This activated sludge/membrane system creates a sludge that routinely needs to be removed from the process in order to maintain proper mixed liquor concentrations. The waste sludge is removed from the system by septage haulers and is trucked off-site at a set disposal fee.

Cabot Plant Manager James Brimblecombe designed a sludge thickening tank to save the Town of Cabot sludge hauling and disposal fees. James contacted Wayne Graham of the Vermont Rural Water Association for help in getting the project underway. The final design and installation involved incorporating a 2,500 gallon poly thickening tank into the facility's existing pumping and piping systems.

When the mixed liquor in the aerobic zone reaches a certain concentration (15,000 mg/l or 1.5% solids), the system's return sludge pumps are used to fill the 2,500 gallon tank. The next day almost half of the volume is removed as clear decant and sent back to the influent of the plant. This process is repeated one more time, then the sludge (now concentrated to 40,000 mg/l or 4%) is ready for removal from the tank.

A septage hauler hooks up to the tank and empties it. Thickening the sludge removes water, reducing the volume of sludge and thus saving trucking and disposal fees.

James and Wayne worked over the summer to perfect the thickening system, which will reduce annual sludge disposal costs by a projected 30 percent! The Town of Cabot should be very proud of their operator's cost-saving initiatives.
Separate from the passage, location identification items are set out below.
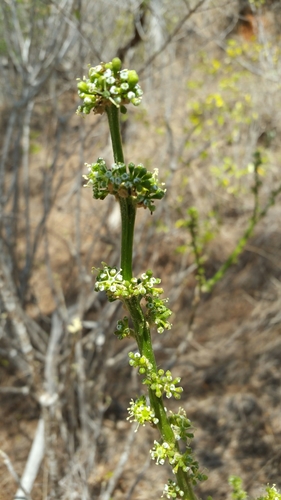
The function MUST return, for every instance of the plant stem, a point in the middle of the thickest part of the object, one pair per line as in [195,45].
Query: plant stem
[127,208]
[141,328]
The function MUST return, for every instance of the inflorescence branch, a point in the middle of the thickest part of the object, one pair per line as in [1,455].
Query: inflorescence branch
[108,88]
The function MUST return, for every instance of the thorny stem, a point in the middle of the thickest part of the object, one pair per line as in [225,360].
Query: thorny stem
[141,328]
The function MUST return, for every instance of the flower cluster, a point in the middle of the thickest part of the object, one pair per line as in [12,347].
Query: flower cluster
[172,490]
[158,313]
[123,181]
[107,84]
[140,362]
[163,382]
[123,330]
[110,280]
[139,411]
[181,425]
[160,382]
[161,452]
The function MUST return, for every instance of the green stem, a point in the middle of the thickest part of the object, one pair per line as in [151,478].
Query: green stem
[127,208]
[141,328]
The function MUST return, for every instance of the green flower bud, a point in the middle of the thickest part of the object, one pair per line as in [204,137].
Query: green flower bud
[82,86]
[133,78]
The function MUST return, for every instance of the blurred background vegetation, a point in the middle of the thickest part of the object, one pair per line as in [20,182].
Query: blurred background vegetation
[210,71]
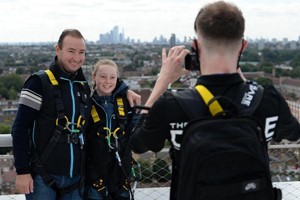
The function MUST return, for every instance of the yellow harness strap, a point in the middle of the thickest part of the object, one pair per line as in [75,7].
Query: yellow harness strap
[206,95]
[120,104]
[51,77]
[95,115]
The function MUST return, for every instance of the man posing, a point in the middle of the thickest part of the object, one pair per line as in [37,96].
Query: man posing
[48,132]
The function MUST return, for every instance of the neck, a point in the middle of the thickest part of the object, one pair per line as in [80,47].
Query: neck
[218,64]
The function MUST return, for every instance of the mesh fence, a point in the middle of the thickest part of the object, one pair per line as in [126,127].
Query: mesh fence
[155,171]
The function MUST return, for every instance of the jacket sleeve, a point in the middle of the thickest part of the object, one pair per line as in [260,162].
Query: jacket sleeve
[151,129]
[29,106]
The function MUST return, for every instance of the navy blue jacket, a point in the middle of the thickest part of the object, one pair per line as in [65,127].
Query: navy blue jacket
[36,119]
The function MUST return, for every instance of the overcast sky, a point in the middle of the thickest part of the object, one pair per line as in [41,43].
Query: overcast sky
[44,20]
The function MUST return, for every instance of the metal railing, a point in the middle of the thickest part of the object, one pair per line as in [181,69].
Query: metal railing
[156,170]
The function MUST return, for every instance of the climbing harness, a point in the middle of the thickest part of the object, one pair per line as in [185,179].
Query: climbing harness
[112,140]
[62,123]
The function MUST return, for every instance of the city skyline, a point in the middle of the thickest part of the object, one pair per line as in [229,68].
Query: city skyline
[43,21]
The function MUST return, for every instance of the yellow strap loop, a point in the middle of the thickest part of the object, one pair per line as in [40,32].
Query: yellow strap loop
[115,132]
[51,77]
[67,122]
[80,121]
[214,107]
[120,107]
[109,131]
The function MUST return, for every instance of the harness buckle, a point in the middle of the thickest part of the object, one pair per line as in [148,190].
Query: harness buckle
[62,121]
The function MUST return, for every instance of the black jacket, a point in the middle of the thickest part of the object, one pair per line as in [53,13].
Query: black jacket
[35,122]
[166,119]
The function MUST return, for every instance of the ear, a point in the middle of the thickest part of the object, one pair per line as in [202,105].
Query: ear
[57,49]
[245,44]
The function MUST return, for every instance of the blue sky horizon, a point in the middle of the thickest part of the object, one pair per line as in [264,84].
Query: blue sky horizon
[43,21]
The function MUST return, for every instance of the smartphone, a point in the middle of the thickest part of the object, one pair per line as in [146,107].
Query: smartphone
[191,61]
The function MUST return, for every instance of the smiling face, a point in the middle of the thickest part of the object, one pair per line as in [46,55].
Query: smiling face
[71,54]
[105,78]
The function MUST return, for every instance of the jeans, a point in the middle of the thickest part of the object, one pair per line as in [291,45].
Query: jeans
[43,192]
[95,195]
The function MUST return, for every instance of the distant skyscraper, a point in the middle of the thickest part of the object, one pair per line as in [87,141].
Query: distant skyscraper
[173,40]
[115,34]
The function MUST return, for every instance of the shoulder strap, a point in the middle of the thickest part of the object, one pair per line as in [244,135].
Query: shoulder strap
[208,97]
[247,100]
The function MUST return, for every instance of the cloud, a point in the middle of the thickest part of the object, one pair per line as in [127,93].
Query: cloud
[36,20]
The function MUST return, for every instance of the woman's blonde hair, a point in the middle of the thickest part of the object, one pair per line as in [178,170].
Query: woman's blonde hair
[99,64]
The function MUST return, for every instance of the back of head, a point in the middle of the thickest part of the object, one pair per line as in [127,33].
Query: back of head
[220,22]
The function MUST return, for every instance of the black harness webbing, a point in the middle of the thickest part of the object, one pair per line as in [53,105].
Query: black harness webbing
[61,125]
[99,183]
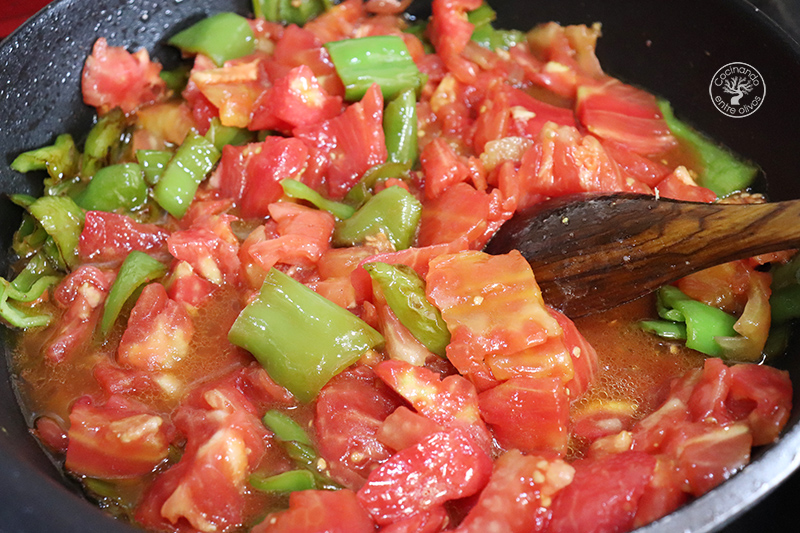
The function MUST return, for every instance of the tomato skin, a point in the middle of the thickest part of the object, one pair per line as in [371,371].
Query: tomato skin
[518,496]
[113,77]
[445,466]
[529,414]
[350,410]
[296,99]
[350,143]
[603,495]
[319,511]
[110,237]
[120,439]
[158,334]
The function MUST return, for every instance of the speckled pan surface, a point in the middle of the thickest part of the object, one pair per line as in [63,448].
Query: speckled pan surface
[671,48]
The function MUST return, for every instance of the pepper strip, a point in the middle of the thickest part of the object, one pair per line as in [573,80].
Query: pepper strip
[137,269]
[404,292]
[189,166]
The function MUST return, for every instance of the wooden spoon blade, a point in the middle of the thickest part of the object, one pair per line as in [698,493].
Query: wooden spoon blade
[591,252]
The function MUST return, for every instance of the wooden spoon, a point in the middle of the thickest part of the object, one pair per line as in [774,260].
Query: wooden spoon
[592,252]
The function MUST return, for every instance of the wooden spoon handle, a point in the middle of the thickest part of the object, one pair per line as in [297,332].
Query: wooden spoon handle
[607,250]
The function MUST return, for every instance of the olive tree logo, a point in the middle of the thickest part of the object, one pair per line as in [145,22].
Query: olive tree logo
[737,90]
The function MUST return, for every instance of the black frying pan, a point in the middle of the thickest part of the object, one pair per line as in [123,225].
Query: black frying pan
[672,48]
Taking Control of Your Electric Bills

Greg Baker, Efficiency Vermont

Many facility operators assume that energy costs are a fixed budget item, like salaries or rent, which will always increase. But numerous operators in Vermont are finding that they're able to maintain or reduce energy costs by becoming familiar with their facility's electric bills and monitoring them regularly.

This enables facility managers to take steps to establish budgets for electric costs and to adjust their facilities' energy use to reduce costs. They are then better able to plan for cost-saving investments in energy-efficiency upgrades, which can further build budget capacity.

To take control of your facility's electric costs, start by getting a copy of your electric bill. Your electric costs are determined by:

  • Electric rate
  • Energy use
  • Amount of energy used during peak hours (when rates are higher)

Typically, peak hours are 6am-10pm, Monday-Friday. Check with your electric utility to be sure.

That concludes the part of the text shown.